Face Recognition - Optimal Basis Encoding

Encoding natural scenes takes advantage of intrinsic image statistics and seeks also to derive an universal ('natural') basis (Hancock, Baddeley, and Smith, 1992; Olshausen and Field, 1996). The derived basis functions have been found to closely approximate the receptive fields of simple cells in the mammalian primary visual cortex. The receptive fields resemble various oriented derivative-of-Gaussian (DOG) functions which are spatially localized, oriented and bandpass (Olshausen and Field, 1996). Barlow (1989) argues that such receptive fields might arise from unsupervised learning subject to redundancy reduction or minimum entropy coding. Olshausen and Field (1996) derive localized oriented receptive fields based on a criterion of sparseness, while Bell and Sejnowski (1995) use an independence criterion to derive qualitatively similar results.

The rationale behind a natural basis is that the basis should be complete and allow for the derivation of unique image representations suitable for extracting the intrinsic structure of sensory signals. Such intrinsic structures are essential for processes such as image retrieval and object recognition. Specifically, once the natural basis has been derived no additional training is necessary and both the training and the novel images on future tasks are represented in terms of the already available natural basis. The natural basis, however, also has its drawbacks - it is too general to represent a specific task quite well. As for face recognition the class of objects to be represented is specific - human face images, possibly indexed by gender, ethnicity and age - one should seek the face rather than an `universal' all encompassing natural basis. This observation also fits with knowledge that the "bias/variance dilemma may be circumvented if we are willing to purposely introduce bias, which then makes it possible to eliminate the variance or reduce it significantly" (Haykin, 1994). The bias allows then for the inclusion of the discrimination (scatter) index, a constraint known to reduce the guaranteed risk, in the derivation of the face basis. Learning low dimensional representations of visual objects with extensive use of prior knowledge has also been recently suggested by Edelman and Intrator (1997) who claim that "perceptual tasks such as similarity judgment tend to be performed on a low-dimensional representation of the sensory data. Low dimensionality is especially important for learning, as the number of examples required for attaining a given level of performance grows exponentially with the dimensionality of the underlying representation space."

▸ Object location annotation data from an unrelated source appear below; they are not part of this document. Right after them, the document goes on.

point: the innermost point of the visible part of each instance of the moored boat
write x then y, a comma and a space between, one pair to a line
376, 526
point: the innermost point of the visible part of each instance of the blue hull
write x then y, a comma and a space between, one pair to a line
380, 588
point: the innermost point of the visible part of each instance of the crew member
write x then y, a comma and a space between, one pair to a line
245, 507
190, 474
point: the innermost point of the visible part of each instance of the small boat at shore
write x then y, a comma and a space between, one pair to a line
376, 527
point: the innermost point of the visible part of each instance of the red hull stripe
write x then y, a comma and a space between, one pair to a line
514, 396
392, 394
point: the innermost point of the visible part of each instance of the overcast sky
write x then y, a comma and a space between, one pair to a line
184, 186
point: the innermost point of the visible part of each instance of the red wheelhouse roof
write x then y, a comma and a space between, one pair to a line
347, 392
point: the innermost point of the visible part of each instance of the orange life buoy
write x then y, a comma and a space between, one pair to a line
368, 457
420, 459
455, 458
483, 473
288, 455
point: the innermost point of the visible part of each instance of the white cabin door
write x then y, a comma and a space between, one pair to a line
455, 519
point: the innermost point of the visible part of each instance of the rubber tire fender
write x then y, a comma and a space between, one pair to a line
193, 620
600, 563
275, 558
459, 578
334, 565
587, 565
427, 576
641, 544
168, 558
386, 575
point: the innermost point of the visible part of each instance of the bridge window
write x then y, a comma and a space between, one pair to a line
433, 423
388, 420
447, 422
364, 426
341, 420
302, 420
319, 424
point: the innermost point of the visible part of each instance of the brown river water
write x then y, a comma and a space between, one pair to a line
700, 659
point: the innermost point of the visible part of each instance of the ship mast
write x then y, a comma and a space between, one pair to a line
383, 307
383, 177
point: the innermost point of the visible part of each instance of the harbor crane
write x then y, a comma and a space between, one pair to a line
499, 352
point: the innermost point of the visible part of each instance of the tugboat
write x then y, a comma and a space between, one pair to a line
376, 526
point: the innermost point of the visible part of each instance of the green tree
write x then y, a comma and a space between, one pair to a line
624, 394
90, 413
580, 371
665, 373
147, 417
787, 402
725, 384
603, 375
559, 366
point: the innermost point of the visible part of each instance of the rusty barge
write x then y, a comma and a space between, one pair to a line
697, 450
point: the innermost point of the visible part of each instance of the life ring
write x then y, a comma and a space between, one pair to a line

Liu and Wechsler (1998) developed Evolutionary Pursuit (EP) (http://chagall.gmu.edu) as a novel and adaptive dictionary method for image encoding and classification. In analogy to pursuit methods, EP seeks to learn an optimal basis for the dual purpose of data compression and pattern classification. The challenge for EP is to increase the generalization ability of the learning machine as a result of seeking the trade-off between minimizing the empirical risk encountered during training and narrowing the confidence interval for reducing the guaranteed risk during future testing on unseen images. Towards that end EP implements strategies characteristic of genetic algorithms (GAs) for searching the space of possible solutions to determine the optimal basis. EP starts by projecting the original data into a lower dimensional whitened Principal Component Analysis (PCA) subspace. Directed but random rotations of the basis vectors in this subspace are then searched by GAs where evolution is driven by a fitness function defined in terms of performance accuracy (`empirical risk') and class separation (`confidence interval'). Accuracy indicates the extent to which learning has been successful so far, while separation gives an indication of the expected fitness on future trials. The feasibility of the new EP method has been successfully tested on face recognition where the large number of possible basis functions requires some type of greedy search algorithm. The particular face recognition task involves 1,107 FERET frontal face images corresponding to 369 subjects. To assess both the accuracy and generalization capability of EP, the facial data includes for each subject images acquired at different times or under different illumination conditions. The experimental results show that EP improves on face recognition performance when compared against PCA (`eigenfaces') ( Turk and Pentland, 1991) and displays better generalization abilities than Fisher linear discriminant (`Fisherfaces') (Belhumeur, Hespanha and Kriegman, 1997).